Nous mangeons en silence, personne ne tente de le briser. J'aime le calme qui m'apporte la tendresse dont j'ai besoin. Pour autant, je la déteste aussi, car elle me plonge dans mes pensées suicidaires. Je suis incapable de prendre une deuxième bouchée de mon wrap. Pendant que je délaisse mon plat sur le plateau, David me lorgne avec des yeux de hyènes qui découvrent une proie. Il veut me manger tout cru. Et pas de la manière la plus sexy du monde. Au contraire, j'ai l'impression qu'il veut me frapper. Clac. Une gifle. Non. Il ne lèverait jamais la main sur moi. Il ne l'a jamais fait et ne le fera jamais. Quand il est en colère, comme actuellement parce que je me laisse mourir de faim, il s'en va et va rejoindre le bar. Que dis-je, sa maîtresse. Elle l'apaise, il revient toujours le soir plus attendrissant que le matin, comme si elle avait un pouvoir magique. Ou comme si c'était moi qui le mettais constamment en rogne. Mais là, il ne peut pas partir. Il est coincé avec moi et Connor, dans ce McDo. On est coincés. J'aimerais aussi m'en aller, loin, à la plage pour ressasser l'accident : qu'est-ce que j'ai loupé pour que ça arrive ? Comment, en l'espace d'une minute, Wes a pu se noyer ?
À Tarbes, j'allais beaucoup à la plage pour penser, depuis la mort de Wes. Et David détestait ça. Il me l'interdisait, racontant que c'était trop malsain et que je remuais le couteau dans la plaie. Mais c'est faux. Moi, je ne cherche qu'à comprendre ce qu'il s'est passé. Je n'ai pas été à la plage depuis deux mois, et ce n’est pas maintenant, à Melun, que je pourrais y aller.
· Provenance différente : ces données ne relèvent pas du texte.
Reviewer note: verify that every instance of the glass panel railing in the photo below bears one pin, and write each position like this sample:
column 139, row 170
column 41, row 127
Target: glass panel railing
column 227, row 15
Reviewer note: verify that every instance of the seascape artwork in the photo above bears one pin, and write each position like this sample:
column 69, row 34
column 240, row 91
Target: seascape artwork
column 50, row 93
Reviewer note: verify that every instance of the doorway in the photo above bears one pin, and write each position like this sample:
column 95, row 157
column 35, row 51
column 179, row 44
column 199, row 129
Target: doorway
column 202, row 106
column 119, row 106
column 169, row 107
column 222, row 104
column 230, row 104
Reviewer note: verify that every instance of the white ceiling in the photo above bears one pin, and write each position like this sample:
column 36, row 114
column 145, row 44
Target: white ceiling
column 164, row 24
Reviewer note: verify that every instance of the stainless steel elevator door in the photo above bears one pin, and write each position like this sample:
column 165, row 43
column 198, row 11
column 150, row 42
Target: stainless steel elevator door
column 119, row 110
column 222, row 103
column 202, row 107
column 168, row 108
Nous rentrons chez nous, notre nouveau chez nous, mon wrap à la poubelle. David reste muet pendant le trajet, sûrement déçu qu'un McDo n'ait pas suffi à rouvrir mon appétit. Il me déteste. J'aimerais aller mieux, vivre comme avant, mais je n'y arrive pas. Et lui me déteste pour ça.
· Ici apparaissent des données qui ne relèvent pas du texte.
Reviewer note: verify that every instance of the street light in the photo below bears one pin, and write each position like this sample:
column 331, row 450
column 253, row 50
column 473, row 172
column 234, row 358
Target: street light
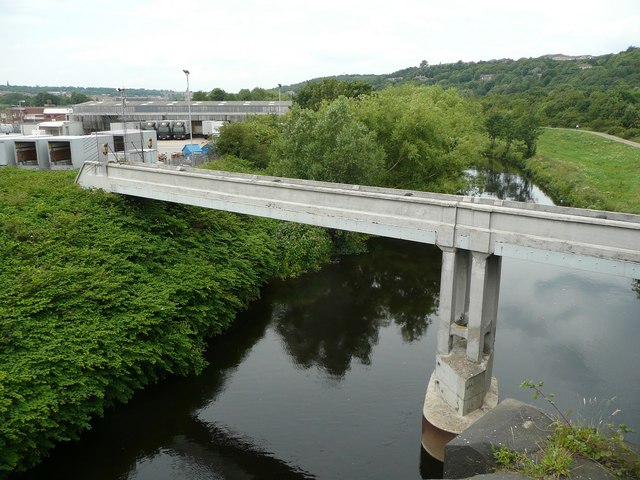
column 279, row 102
column 186, row 72
column 124, row 120
column 21, row 112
Nous programmons la journée de demain : faire du shopping pour trouver des meubles et de la peinture et commencer les rénovations de la maison. Je suis épuisée d'avance, malgré tout, impossible de dormir. J'ai pris un somnifère, mais il met une heure à faire effet. Pendant que David dort paisiblement comme si rien n'avait bouleversé sa vie. Maintenant, c'est moi qui le déteste. Ne peut-il pas être triste comme nous tous ? Comme une personne réagirait à la mort de son enfant ? Et je le hais encore plus à m'imaginer qu'il se confie à sa maîtresse, et non à moi. Il ne m'a jamais reparlé de Wes depuis son enterrement. C'était presque comme s'il n'avait jamais existé. Ouais, c'est ça. Wes n'avait jamais existé. Tout est dans ma tête.